Bei aller Freude über den Sommer: Die Wärme kann unseren Körper stark belasten. „Dies bekommen vor allem Herz-Kreislauf-Patienten mit zu hohem oder niedrigem Blutdruck zu spüren. So kann der Körper in beiden Fällen die Weitstellung der Gefäße aufgrund einer Fehlsteuerung des Nervensystems nicht richtig ausgleichen“, sagt Dr. med.
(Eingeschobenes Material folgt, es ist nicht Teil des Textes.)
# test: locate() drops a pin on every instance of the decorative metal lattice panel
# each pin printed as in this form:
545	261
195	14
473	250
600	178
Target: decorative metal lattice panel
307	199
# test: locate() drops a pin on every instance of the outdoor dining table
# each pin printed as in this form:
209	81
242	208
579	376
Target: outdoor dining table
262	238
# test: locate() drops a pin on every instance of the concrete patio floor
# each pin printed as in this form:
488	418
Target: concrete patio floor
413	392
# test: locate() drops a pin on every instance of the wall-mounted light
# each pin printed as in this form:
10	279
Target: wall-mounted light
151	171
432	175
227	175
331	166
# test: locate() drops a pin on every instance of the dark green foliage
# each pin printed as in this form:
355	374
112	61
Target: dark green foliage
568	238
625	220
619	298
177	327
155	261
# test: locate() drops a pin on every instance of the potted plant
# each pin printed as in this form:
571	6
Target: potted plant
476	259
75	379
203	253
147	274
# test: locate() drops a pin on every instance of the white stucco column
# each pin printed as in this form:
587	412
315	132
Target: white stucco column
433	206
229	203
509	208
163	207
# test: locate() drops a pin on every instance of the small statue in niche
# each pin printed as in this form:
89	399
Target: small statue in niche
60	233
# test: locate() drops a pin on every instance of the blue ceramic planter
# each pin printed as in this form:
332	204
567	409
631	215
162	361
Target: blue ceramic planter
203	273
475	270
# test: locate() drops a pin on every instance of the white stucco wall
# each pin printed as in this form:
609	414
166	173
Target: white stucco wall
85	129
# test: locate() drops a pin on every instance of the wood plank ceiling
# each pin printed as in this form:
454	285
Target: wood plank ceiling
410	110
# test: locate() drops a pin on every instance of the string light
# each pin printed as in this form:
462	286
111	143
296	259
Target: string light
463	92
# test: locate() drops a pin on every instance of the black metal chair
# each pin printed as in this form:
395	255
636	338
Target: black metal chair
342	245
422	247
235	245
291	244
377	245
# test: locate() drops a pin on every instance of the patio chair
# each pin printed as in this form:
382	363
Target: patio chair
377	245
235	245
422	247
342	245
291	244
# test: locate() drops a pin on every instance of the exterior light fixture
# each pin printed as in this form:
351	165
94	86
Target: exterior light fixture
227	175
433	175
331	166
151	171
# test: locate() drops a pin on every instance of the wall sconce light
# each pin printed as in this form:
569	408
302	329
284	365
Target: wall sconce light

Lutz Koch, Facharzt für Physikalische und Rehabilitative Medizin sowie Arzt für Naturheilkunde aus Graal-Müritz.

 

Unter hohen Temperaturen leiden vor allem Menschen mit niedrigem Blutdruck. Lesen Sie hier, was gegen hitzebedingte Beschwerden am besten hilft.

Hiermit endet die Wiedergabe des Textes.